弘兼 スペースが決まっている漫画は余計なことが描けない分、わかりやすいんですよね。学生運動が一番盛んな時期でしたから、それを中心にしながらも、島耕作は全然巻き込まれない。面倒くさいなと思う、ちょっと批判的な傍観者をメインに描いているんです。あの時代を描くとどうしても学生運動に共感するようになってしまうので、あんなものって感じで描きました。

外岡 島耕作は時代を俯瞰の目で見ていますよね。

弘兼 自分のキャラクターを強く出すタイプじゃないですね。勢いのある突出した主人公というよりも、むしろバイプレーヤーを活躍させて、話に広がりを持たせるというか。リアルにいけば、島耕作のようなちゃんと俯瞰で見られる人じゃないと上には行けないと思うので。

外岡 CMにもいろいろ起用されたりして、島耕作は講談社が誇るキャラクターです。

田ノ上 もう文化人のような扱いですよね。スキャンダルの心配もないですし(笑)。

外岡 この秋も日本橋の三越で島耕作まつりを予定していますし、来年の3月までは35周年のイベントもまだまだ開催していくことになりそうです!

エンターテインメントが50、情報が50

弘兼 実は旭酒造の桜井社長と知り合ったのは2015年頃の取材より前で、ニューヨークで若手の起業家がたくさん集まる会があって、そこで講演をやったときに聞きに来られていたんですよ。そのあとお父さんの会長とも知り合って、取材させていただくことになりました。そういえば、その講演にはまだお店を始めたばかりのゴーゴーカレーの社長さんなどもいたりして。彼は松井秀樹のファンで、背番号55にかけてゴーゴーカレーにしたらしいよ。

外岡 そうなんですね(笑)。それにしても、これだけ人脈が広くて、経済界や政治家の大物と直に話せるような漫画家は先生の他にいないですよね。

弘兼 取材はもう、半分は人脈ですからね。

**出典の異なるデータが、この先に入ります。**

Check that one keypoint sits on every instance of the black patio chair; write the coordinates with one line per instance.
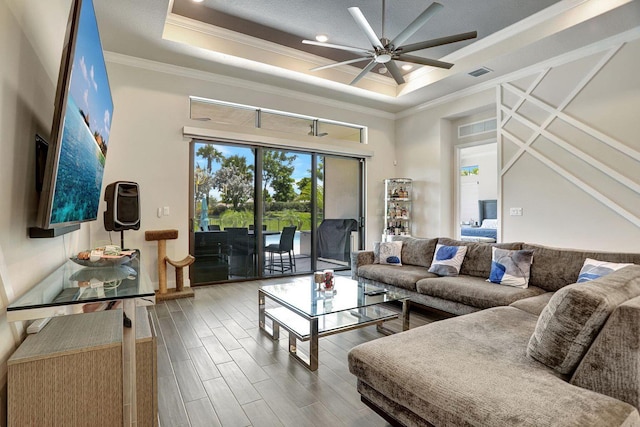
(285, 246)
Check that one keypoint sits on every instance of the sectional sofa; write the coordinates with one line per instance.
(556, 353)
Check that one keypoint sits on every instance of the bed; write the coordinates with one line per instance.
(487, 230)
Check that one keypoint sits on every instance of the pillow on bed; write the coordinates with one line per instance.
(489, 223)
(387, 253)
(510, 268)
(592, 269)
(447, 260)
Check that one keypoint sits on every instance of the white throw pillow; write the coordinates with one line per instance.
(510, 268)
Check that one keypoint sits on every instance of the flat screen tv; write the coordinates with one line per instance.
(75, 162)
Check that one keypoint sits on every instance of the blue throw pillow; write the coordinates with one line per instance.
(510, 268)
(447, 260)
(388, 253)
(593, 269)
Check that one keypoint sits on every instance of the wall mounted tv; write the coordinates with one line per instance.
(72, 180)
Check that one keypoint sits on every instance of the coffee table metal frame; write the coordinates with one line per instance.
(279, 317)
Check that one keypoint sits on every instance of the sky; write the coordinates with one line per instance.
(89, 85)
(302, 164)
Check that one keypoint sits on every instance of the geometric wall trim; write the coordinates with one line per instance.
(516, 127)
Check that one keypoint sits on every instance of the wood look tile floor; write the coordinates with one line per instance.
(216, 368)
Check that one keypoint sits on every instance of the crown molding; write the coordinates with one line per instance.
(255, 43)
(180, 71)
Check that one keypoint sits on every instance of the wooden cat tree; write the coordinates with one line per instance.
(161, 236)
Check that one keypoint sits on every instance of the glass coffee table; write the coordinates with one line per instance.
(308, 313)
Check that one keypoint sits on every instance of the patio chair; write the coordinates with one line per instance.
(285, 246)
(242, 252)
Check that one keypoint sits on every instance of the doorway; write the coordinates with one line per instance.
(477, 177)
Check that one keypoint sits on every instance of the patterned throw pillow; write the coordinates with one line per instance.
(387, 253)
(510, 268)
(447, 260)
(592, 269)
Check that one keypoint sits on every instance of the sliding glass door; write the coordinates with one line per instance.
(223, 237)
(262, 212)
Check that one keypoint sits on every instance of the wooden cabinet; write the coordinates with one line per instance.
(70, 373)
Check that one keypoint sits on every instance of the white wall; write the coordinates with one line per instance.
(578, 182)
(31, 38)
(150, 109)
(425, 153)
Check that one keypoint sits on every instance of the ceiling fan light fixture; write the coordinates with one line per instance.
(383, 58)
(386, 51)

もともと松下電器に勤めていた関係で、後輩というか、世界各国にあるパナソニックの工場の人たちにもつながりがあるし、メンバーとなっているゴルフ場では政治家や企業の会長さん、社長さんとのつながりもさらにできます。ゴルフをしながらインタビューを頼んだりすることもあるんです。漫画家って忙しいし、他の業界の人とはあまり付き合う機会がないものだけど、僕はあえて漫画以外の業界の人と付き合って広げようとするところがあります。『島耕作』は、エンターテインメントが50で情報が50だから、情報の部分も非常に大切でね。日頃の付き合いも全部、仕事につながっているところがある。銀座で飲んでいたときは、ちゃんと典子ママの話を描きましたから(笑)。

外岡 しっかり元は取っていますね(笑)。取材時に気をつけていることはありますか?

弘兼 あきらかに向こうが面倒くさそうな顔をしたときは、もう辞めますよね。アメリカで政府機関の方に取材したとき、そういうことがあったんですよ。取材趣旨もあまり伝わっていなくて、「何をしにきたんだ」という感じで、時計まで見始めたから。そのときは手土産を持っていかなかったのも、まずかったですね(笑)。

田ノ上 確かに、手土産はいつも必ず用意します(笑)。

弘兼 手土産にコミック一冊でもあれば、結構乗ってくれるんですよ。あと、政治家相手の場合は表に出せないこともいっぱいあるから、「ここは書かないで欲しい」というリクエストがあれば、信義を絶対に守る。『加治隆介の議』ではたくさんの政治家から話を聞いたけどね。当たり前のことだけど、持ち時間を守るとか、怒らせたらダメだよね。好かれないと、もう二度と取材ができないから。幸いなことに、政治家も官僚も、あんなにエリートばかりなのに、僕の漫画を読んでいる人が結構多いんですよ。「子どもの頃、『ハロー張りネズミ』読んでいました!」なんて言う人が。だから取材はしやすいですね。新聞や週刊誌の記者が相手だと、彼らも「何を書かれるんだろう」と構えるけど、その点、漫画家だから得しています。あとね、政治家でも失言が多い人というのは、やっぱり話も面白い。相手を喜ばせようとするサービス精神があるから、失言もしちゃうんだけれど(笑)。ゆっくり10くらい聞き出して、3描けたらいいかなというところですね。

外岡 国内でも海外でも、取材に行く先々で皆さん先生に篭絡されていきますよね。ああ、また人をたらしてる、勝手にモテてる、と思います(笑)。サインや写真も絶対に断らないですもんね。

弘兼 それは断れないですよ。色紙まで用意してくれていて、サインはやりませんなんて言ったら、今は何と書かれるか(笑)!

弘兼憲史(ひろかね・けんし) イメージ
弘兼憲史(ひろかね・けんし)

1947年山口県岩国市生まれ。早稲田大学卒業。松下電器産業に勤務の後、1974年漫画家デビュー。『人間交差点』(原作 矢島正雄)で第30回小学館漫画賞、『課長 島耕作』で第15回講談社漫画賞、『黄昏流星群』で2000年文化庁メディア芸術祭優秀賞と2003年漫画家協会賞大賞を受賞。2007年には紫綬褒章を受章。そのほか主な作品に『ハロー張りネズミ』『加治隆介の議』など多数。現在は『会長 島耕作』(モーニング)、『黄昏流星群』(ビッグコミックオリジナル)を連載中。